La conférence ‘Insurrection
populaire et transition: Quels changements ?’ au siège du Parti communiste
français est organisée par la Fondation Gabriel Péri. La section française du Mouvement
burkinabè des droits de l'homme et des peuples (MBDHP-SF) et des peuples a ‘coorganisé’
la soirée selon son président, Didier Ouedraogo.

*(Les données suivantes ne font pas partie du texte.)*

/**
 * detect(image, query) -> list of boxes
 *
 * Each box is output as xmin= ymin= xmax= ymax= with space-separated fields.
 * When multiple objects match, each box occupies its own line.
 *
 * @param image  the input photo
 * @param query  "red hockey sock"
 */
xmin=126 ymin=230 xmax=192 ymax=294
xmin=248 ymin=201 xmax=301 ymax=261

Piégé par l’horaire de 18h assez rare, j’arrive très
en retard à la fin de la première partie ‘L’insurrection
populaire et les enjeux de la transition’ où interviennent Newton Ahmed Barry,
le rédacteur en chef de L’Evénement,
et Nacanabo Sagado, du Réseau national de
lutte anti-corruption (REN-LAC). La chercheuse Lila Chouli
anime ce panel. Il est question d’un « coup d’Etat militaire » qui
aurait pris le dessus sur l’insurrection selon les deux intervenants, parce que
le choix qui a prévalu était celui de « l’armement le plus fort ». Pour
Nacanabo Sagado, « les élections ne sont pas le but de la transition ».
Selon lui, il s’agit de faire partir les anciens du système toujours là, surtout
les militaires, et de ne pas faire de « trêve sociale ». Il va jusqu’à
dire « une insurrection populaire est possible », signifiant là son
insatisfaction de la révolution-insurrection de fin 2014. Pour Newton Ahmed
Barry aussi, « l’insurrection a abouti à un coup d’Etat militaire ». Lui constate qu’il y a deux sociétés civiles, celle, « traditionnelle,
absente de l’insurrection », autour des « syndicats qui essayent de
revenir » et « celle autour des jeunes, étudiants et du Balai citoyen ».
Je ne pensais pas en arrivant être confronté à
cette thèse du « coup d’Etat militaire », qui ne paraît très réductrice.
Vérification faite, elle semble surtout très influencée par une certaine vision
de la politique burkinabé, une vision proche de celle du Parti communiste révolutionnaire voltaique (PCRV),
marxiste léniniste. Les liens entre MBDHP et PCRV sont connus. Les critères marxistes
léninistes pour juger d’une révolution sont sans doute plus exigeants en termes
de ‘ménage à faire’. Ce qui est surprenant, c’est que la conférence au siège du
PCF n’ait pas permis de mieux équilibrer différents points de vue. Le refus d’une
trêve sociale pendant la préparation des élections d’octobre 2015 est intéressant,
mais cela ne règle pas le débat d’une légitimité du pouvoir pour prendre des
décisions pour le long terme.
Le deuxième panel, animé par le blogueur tchadien, Makaila Nguebla, s’intitule
« Des répercussions régionales et continentales de la révolte » et
réunit Laurent Bigot, ancien du Ministère des affaires étrangères français,
dégagé par Laurent Fabius pour avoir prévu en
2012 la chute de Blaise Compaoré, et Albert Bourgi.
Laurent Bigot tient un discours optimiste sur un « long
et profond mouvement vers la démocratie », autour des mobilisations
citoyennes des jeunes en Afrique, qui me rappelle celui de la campagne
Tournons la Page. Pour lui, en plus de l’accès à l’information, une source
de changement provient du fait que la population des villes devient majoritaire
par rapport à celle des campagnes. Sur le Burkina, il insiste sur la volonté
populaire de justice. A la question du public de savoir quel sera le prochain
président à tomber, il répond sur le Togo de manière approximative et un peu méprisante
pour l’opposition politique, semblant cautionner quelques opinions subjectives.
Il suggère que Faure Gnassingbé pourrait gagner l’élection en 2015 sans être
capable de finir ensuite son mandat dans un pays « sans soupape ».
Albert Bourgi explique, lui, les conséquences
géopolitiques de la disparition de Blaise Compaoré. Il retrace rapidement un
historique très lourd. Selon lui, les présidents voisins doivent « mieux
dormir maintenant », car il était « l’homme de tous les coups tordus ».
Il ajoute que « Blaise Compaoré allait toujours dans le sens de Paris », prenant alors
comme exemple la Côte d’Ivoire. Pour Makaila Nguebla Idriss Déby remplace
Blaise Compaoré au niveau de l’influence française. Le débat encombré de
poncifs est ensuite assez décevant. Il se termine sur l’espoir de Laurent Bigot
d’une « diplomatie française » qui, un jour « ferait le choix
des peuples », un choix qui serait « bon pour l’économie ».
Article écrit et publié le 6 avril 2015.